Not visibly dramatic, but enough that the air around him tightened.
"Then we don't follow it," he said.
A sound cut through the space.
Metal scraping somewhere above.
Not loud.
Not accidental.
Sarai's head tilted slightly as she listened.
"That wasn't settling," she said.
"No."
Another sound.
Closer.
Then—
movement.
Men dropped from the upper level almost in sync, boots hitting the ground with heavy impact. Others moved in from the sides, weapons raised but not firing immediately.
That was the first sign this wasn't a normal ambush.
They weren't rushing.
They were watching.
Sarai's pulse kicked up, but her voice stayed controlled.
"…they're not trying to take us out right away," she said.

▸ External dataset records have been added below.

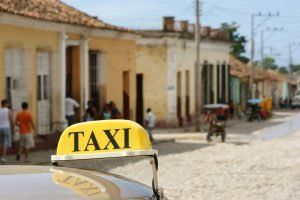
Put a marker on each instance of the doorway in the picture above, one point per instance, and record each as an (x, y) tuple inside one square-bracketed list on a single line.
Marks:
[(43, 92)]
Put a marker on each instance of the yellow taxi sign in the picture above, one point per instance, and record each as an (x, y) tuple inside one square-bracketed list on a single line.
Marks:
[(102, 139), (80, 184)]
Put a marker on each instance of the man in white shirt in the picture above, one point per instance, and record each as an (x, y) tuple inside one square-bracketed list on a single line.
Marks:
[(150, 122), (70, 105), (6, 129)]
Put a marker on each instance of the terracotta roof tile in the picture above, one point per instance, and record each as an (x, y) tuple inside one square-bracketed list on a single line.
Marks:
[(55, 11)]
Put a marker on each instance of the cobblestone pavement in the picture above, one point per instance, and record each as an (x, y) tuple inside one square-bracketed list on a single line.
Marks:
[(189, 168)]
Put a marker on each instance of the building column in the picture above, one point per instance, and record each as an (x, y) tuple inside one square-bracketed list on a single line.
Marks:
[(62, 77), (84, 59)]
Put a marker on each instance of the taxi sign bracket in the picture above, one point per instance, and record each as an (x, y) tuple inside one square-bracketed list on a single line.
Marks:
[(106, 139)]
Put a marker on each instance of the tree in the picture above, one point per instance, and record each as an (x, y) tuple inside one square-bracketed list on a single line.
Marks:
[(269, 63), (239, 42), (283, 70)]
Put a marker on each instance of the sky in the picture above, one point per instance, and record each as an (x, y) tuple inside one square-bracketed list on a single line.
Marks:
[(280, 31)]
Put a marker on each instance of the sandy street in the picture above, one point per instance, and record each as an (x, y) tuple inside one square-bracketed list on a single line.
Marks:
[(259, 170)]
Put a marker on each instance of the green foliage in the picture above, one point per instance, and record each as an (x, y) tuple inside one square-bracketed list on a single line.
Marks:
[(283, 70), (269, 63), (239, 42)]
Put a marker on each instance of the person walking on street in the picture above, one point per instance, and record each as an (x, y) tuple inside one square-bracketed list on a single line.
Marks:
[(91, 112), (71, 105), (27, 131), (150, 122), (115, 113), (6, 129)]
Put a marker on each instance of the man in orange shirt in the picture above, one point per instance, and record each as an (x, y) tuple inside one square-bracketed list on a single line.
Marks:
[(27, 130)]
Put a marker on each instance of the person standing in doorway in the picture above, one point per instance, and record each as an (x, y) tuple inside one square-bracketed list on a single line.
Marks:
[(91, 113), (150, 122), (27, 131), (71, 106), (6, 129)]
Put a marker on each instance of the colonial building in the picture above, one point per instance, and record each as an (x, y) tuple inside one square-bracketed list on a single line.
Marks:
[(166, 71), (48, 49)]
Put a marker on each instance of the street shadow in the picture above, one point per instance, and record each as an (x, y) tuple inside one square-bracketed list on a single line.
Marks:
[(108, 164)]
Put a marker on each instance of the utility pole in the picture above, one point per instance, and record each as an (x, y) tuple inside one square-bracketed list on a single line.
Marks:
[(290, 68), (262, 47), (251, 57), (251, 85), (198, 74)]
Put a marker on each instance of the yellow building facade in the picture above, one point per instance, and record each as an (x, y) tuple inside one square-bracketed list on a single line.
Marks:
[(42, 60), (166, 60)]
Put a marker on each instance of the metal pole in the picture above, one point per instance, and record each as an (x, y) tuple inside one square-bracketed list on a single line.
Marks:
[(251, 57), (290, 68), (262, 57), (197, 69)]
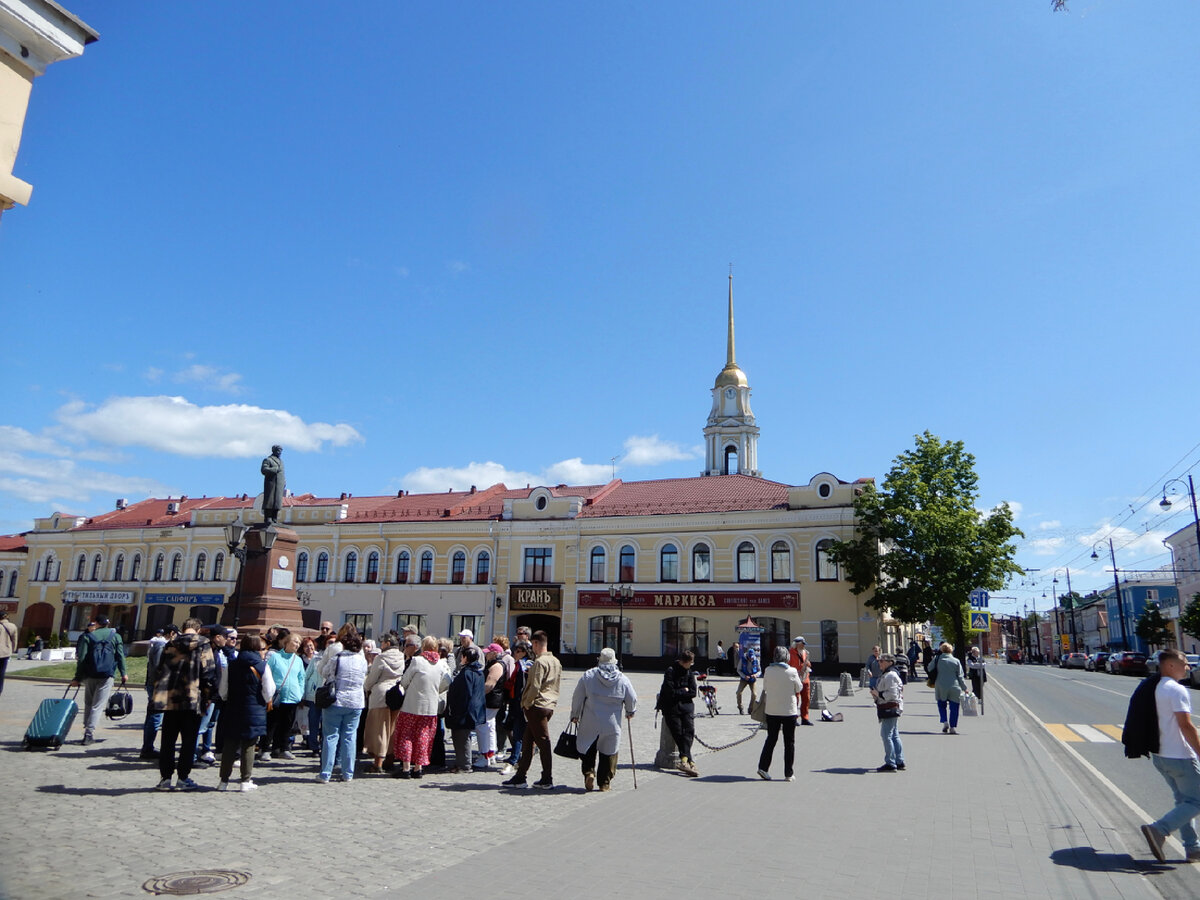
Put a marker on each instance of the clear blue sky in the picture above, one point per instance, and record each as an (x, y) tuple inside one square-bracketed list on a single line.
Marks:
[(456, 243)]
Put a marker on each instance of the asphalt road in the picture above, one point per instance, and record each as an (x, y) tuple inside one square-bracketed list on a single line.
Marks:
[(1085, 711)]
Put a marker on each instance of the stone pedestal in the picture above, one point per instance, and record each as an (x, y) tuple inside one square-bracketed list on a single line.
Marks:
[(268, 586)]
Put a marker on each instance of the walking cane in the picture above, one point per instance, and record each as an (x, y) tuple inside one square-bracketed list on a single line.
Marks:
[(633, 762)]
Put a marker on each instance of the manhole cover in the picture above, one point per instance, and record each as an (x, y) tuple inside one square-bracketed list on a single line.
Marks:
[(204, 881)]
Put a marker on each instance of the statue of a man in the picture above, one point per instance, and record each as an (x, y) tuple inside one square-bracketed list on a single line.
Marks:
[(273, 485)]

Virek didn't take his eyes off them.
"They're waiting," he said.
"For what?" she asked.
That's when the truck hit.
The crash tore through the side of the building, concrete exploding inward as metal screamed against steel beams. Dust filled the air instantly, vision dropping to almost nothing.
Sarai stumbled back, coughing as debris scattered across the floor.
"What the hell—"
Virek grabbed her arm, pulling her behind a partial wall just as gunfire finally started.
Not random.
Directed.
Measured.
"They're controlling the space," Sarai said quickly, forcing herself to think through the chaos. "They want us moving where they want us."
Virek's grip tightened slightly.
"…yeah," he said.
And for the first time—
something about this felt deliberate in a way that wasn't just tactical.
This wasn't just an ambush.
Someone was watching how they responded.